To Pay or Not to Pay...

Ransomware threatens economies and continues to intimidate and potentially extort numerous institutions throughout the globe -- city governments, schools, hospitals, financial institutions, and businesses. Yet the question seems to always linger: if an organization is attacked by malicious actors with ransomware, should the organization pay or not?

Most folks would likely give a resounding “NO!” So why does the question persist?

Some organizations simply pay the ransom because they do not have a choice. There are a lot of factors that need to be considered when making the decision to pay or not. For example, a business may cease to exist or patient’s lives may be at stake if an organization or hospital does not pay. Whether the cybersecurity program is lacking in an area, or some other reason - the attack happens and an organization pays. Regardless, the organization should report the ransomware attack to the appropriate local, state, and/or federal authorities [ex. FBI Internet Crime Complaint Center (IC3)].

Following the act of paying, the organization believes if they pay the ransom, the threat actors are going to uphold their end of the deal and not leak sensitive data, etc. Per cybersecurity company Cybereason - Indeed, and ZDNet produced a report in which researchers found ransomware gangs did not always honor their word after receiving a ransomware payment. Furthermore, researchers found that 80% of organizations that paid a ransom demand ended up incurring another attack. So if an organization pays the ransom demand, they are letting the threat actors know they are vulnerable and emboldening the threat actors for future attacks.

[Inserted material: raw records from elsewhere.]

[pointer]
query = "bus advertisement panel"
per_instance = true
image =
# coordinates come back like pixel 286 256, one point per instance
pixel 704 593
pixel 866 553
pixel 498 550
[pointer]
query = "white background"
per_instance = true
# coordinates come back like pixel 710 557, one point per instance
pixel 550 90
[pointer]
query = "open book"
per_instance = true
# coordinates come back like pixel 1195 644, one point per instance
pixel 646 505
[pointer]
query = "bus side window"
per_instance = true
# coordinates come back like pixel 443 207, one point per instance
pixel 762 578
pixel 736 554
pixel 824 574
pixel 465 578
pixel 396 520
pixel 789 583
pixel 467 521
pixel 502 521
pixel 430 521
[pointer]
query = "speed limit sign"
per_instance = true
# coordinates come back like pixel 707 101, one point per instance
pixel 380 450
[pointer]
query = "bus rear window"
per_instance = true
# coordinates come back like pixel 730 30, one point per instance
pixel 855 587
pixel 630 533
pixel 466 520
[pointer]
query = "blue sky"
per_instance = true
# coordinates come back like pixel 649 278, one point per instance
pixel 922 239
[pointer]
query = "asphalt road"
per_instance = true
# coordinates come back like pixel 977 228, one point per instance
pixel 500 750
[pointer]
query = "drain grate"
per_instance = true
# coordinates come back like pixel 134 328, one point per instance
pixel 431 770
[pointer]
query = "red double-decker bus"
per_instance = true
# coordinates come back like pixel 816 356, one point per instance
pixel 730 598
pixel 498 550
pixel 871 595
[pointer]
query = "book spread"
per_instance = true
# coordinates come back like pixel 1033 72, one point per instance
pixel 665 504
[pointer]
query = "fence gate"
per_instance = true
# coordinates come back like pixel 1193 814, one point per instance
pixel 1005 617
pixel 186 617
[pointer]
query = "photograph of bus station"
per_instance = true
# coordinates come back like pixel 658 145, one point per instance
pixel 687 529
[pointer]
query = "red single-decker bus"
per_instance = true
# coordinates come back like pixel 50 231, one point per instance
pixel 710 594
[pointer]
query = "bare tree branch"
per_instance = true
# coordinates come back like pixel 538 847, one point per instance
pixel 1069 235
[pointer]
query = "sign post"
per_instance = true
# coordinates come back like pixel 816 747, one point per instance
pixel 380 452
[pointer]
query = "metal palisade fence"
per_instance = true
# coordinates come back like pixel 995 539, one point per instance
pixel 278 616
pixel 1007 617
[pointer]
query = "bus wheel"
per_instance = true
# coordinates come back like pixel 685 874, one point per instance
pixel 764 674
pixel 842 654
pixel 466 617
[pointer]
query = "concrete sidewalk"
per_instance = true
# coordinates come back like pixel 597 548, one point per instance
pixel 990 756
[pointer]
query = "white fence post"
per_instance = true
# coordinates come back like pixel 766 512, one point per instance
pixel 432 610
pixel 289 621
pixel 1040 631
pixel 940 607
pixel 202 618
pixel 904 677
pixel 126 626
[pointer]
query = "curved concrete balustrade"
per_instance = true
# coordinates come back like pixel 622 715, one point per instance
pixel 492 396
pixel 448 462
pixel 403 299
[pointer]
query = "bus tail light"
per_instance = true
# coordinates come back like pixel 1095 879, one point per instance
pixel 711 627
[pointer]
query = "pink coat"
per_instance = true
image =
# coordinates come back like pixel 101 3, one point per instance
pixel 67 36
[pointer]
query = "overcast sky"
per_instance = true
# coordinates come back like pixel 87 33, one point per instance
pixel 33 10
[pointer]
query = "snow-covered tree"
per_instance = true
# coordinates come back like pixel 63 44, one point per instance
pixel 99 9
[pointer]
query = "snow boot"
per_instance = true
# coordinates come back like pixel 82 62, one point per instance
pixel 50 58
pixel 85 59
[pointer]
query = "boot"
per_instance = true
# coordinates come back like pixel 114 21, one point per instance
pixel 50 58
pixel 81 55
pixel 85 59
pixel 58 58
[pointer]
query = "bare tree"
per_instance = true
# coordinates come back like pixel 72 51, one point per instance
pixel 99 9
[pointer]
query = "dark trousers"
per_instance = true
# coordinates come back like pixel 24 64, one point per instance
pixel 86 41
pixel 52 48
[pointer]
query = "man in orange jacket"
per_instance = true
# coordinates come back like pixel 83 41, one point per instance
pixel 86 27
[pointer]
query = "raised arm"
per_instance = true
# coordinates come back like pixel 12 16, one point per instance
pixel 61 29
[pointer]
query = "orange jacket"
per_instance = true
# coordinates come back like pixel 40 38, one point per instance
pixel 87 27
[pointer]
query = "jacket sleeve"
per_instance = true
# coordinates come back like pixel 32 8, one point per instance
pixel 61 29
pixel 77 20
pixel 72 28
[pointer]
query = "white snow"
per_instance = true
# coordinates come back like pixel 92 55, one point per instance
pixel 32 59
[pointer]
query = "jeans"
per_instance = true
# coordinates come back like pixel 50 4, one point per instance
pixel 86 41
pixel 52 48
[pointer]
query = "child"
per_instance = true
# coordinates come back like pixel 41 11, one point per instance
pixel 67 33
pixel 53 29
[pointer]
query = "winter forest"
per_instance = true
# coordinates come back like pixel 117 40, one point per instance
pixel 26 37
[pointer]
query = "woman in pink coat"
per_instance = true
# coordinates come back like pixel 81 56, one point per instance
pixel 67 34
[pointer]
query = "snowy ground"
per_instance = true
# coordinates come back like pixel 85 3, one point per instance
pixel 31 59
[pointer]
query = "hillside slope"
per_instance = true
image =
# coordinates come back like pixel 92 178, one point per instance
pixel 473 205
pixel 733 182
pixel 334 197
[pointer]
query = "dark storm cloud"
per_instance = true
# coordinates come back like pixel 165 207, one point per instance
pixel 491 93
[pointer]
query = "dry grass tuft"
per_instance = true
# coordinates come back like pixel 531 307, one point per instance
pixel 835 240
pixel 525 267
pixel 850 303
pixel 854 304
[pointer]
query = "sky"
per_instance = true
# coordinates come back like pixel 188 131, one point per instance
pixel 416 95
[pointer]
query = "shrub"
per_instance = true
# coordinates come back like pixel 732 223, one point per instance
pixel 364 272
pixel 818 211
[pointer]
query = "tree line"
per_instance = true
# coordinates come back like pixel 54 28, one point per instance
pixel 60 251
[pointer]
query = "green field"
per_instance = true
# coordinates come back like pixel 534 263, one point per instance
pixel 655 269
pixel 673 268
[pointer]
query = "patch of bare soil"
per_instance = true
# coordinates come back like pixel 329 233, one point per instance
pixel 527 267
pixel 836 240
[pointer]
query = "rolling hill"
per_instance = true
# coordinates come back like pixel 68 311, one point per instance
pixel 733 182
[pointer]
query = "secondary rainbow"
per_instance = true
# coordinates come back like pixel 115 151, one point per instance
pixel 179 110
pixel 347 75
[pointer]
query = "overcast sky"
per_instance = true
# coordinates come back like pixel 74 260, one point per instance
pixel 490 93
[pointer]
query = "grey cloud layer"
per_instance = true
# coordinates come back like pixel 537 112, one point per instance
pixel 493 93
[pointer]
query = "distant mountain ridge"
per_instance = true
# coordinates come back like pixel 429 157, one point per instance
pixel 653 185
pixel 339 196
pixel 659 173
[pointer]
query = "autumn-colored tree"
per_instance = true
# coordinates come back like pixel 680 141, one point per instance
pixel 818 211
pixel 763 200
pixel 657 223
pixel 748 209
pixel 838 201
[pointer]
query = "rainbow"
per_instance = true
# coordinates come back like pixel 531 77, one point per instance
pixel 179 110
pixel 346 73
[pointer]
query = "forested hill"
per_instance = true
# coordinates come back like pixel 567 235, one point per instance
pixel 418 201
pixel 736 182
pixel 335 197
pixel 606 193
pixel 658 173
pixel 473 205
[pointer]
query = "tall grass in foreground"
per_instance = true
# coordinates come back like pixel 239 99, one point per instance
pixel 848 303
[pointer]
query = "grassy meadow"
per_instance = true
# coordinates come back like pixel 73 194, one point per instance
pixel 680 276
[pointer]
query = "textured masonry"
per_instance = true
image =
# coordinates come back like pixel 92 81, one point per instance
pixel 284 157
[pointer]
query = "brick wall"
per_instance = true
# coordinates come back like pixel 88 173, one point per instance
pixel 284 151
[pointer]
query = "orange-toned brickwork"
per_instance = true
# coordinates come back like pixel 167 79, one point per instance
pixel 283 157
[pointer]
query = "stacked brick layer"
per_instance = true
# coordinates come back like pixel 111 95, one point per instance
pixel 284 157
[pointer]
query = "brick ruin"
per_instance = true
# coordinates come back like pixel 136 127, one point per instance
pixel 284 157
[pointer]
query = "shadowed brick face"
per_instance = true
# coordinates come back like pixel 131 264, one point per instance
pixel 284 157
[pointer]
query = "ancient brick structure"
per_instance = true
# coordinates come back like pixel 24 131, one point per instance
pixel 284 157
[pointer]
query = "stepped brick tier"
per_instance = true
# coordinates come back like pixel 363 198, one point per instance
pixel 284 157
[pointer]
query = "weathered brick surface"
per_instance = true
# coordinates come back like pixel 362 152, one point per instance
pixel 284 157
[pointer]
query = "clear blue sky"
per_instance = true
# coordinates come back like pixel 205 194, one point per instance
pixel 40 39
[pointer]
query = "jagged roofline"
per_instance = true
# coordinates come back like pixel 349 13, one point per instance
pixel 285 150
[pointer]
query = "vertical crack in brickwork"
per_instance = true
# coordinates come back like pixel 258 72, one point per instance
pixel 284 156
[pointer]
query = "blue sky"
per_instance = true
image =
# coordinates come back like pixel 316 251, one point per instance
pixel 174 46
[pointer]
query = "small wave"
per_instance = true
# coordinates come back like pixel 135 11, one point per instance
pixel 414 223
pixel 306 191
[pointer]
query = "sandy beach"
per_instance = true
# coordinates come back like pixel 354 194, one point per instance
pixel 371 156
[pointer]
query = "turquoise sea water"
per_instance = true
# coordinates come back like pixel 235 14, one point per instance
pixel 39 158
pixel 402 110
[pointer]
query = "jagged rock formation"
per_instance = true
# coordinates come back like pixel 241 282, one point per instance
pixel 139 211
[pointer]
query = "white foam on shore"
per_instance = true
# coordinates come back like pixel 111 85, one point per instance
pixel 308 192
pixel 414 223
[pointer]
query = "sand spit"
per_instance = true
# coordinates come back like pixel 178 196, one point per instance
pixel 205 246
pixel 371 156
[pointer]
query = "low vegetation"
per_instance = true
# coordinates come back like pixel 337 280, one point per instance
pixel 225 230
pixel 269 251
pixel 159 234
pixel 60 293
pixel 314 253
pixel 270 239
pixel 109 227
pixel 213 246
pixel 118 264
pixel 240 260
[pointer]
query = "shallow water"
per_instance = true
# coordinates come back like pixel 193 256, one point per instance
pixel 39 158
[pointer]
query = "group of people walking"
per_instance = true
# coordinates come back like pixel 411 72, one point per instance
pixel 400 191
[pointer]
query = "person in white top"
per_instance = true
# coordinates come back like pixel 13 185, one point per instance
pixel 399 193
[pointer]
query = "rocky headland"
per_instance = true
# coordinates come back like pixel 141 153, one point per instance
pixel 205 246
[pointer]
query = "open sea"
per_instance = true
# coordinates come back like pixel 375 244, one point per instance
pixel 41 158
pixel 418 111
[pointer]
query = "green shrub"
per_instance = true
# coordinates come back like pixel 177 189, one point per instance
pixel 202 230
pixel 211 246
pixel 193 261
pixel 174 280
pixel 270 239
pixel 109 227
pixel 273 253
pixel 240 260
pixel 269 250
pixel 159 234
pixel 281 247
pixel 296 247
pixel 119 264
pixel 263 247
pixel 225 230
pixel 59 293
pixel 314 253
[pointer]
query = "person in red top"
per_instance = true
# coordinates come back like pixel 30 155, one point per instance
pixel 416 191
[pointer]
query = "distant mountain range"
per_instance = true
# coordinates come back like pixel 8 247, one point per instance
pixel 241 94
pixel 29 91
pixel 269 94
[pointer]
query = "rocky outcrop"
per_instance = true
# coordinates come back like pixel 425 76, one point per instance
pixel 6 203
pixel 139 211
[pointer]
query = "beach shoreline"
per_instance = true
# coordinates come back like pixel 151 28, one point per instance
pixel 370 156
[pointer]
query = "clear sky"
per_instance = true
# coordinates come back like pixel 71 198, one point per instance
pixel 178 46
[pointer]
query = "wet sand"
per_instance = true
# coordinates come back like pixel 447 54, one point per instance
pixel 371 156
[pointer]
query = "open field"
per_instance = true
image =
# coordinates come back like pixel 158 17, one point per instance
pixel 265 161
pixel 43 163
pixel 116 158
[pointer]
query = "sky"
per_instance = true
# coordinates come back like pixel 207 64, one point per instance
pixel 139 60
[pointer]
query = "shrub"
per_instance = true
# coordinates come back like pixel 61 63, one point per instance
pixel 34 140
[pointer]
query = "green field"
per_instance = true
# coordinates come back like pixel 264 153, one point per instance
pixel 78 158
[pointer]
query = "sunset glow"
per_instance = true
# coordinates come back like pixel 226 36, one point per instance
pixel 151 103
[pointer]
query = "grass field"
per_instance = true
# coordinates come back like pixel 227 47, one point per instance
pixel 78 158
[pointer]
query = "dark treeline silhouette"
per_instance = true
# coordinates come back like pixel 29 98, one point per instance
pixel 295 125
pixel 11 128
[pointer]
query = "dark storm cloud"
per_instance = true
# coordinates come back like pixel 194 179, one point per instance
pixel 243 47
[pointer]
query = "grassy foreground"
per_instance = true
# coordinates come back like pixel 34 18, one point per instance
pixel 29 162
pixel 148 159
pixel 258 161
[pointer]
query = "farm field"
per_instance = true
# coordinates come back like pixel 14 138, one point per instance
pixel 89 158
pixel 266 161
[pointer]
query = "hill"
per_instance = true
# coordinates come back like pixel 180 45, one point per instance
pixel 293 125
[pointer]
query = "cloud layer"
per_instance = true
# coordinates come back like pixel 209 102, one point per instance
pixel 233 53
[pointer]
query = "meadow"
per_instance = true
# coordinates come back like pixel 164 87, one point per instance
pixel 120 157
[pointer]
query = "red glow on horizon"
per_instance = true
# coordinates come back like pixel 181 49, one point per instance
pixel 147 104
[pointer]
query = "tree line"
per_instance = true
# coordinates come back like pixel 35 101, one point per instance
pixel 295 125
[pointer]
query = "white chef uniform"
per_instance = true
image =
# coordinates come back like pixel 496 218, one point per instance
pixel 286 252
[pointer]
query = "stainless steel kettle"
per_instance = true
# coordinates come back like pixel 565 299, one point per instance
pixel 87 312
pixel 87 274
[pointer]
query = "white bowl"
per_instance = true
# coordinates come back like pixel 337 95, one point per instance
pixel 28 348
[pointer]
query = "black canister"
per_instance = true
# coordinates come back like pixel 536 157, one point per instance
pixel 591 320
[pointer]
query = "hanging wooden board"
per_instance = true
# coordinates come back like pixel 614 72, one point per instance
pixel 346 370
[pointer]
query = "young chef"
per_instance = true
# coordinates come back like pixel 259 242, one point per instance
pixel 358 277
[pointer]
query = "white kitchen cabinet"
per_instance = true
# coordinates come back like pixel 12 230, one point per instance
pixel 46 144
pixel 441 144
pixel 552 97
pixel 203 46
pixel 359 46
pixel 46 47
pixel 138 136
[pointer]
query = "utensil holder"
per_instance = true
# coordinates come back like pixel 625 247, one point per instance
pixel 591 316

Third, another issue with paying a cyber ransom demand is assuming cyber insurance will cover the entire amount. As adults, we have all likely engaged with insurance companies, and likely feel some cautiousness when engaging with said insurance companies. While cyber insurance companies have negotiators for ransom demands, cyber incidents spiked in 2020, leading to an increase in payouts. As a result, premiums have increased, and not all ransoms may be paid in full. Additionally, cyber insurance companies will make renewal difficult by applying increased scrutiny on their clients’ security practices (ransomware.org).

In short, not paying ransomware demands is in the best interests of everyone, except the ransomware gangs of course. Law enforcement agencies recommend not paying because doing so encourages continued criminal activity by the threat actors. Furthermore, paying a ransom could even be illegal as it provides funding for criminal activity. Per Cybereason, the U.S. Treasury Department’s Office of Foreign Assets Control (OFAC) made this point clear in an advisory published in October 2020 (link below). Cybereason explains OFAC included malicious cyber actors, including ransomware attackers, in its cyber-related sanctions program. This means OFAC could impose penalties on U.S. persons who provide material assistance or sanctions violations (or pay a ransomware demand) - even if they did not know they were engaging in a transaction with a person that was prohibited due to sanctions (Cybereason). Moreover, the U.S. Department of Treasury also explains in its advisory the U.S. government is continuing to strongly discourage the payment of cyber ransom or extortion demands and emphasize the importance of cyber security practices to mitigate and prevent such attacks.

So what is the solution?

Preventing a ransomware infection in the first place through cybersecurity practices; however, always having a solid incident response plan to mitigate attacks and risk - even ransomware infections.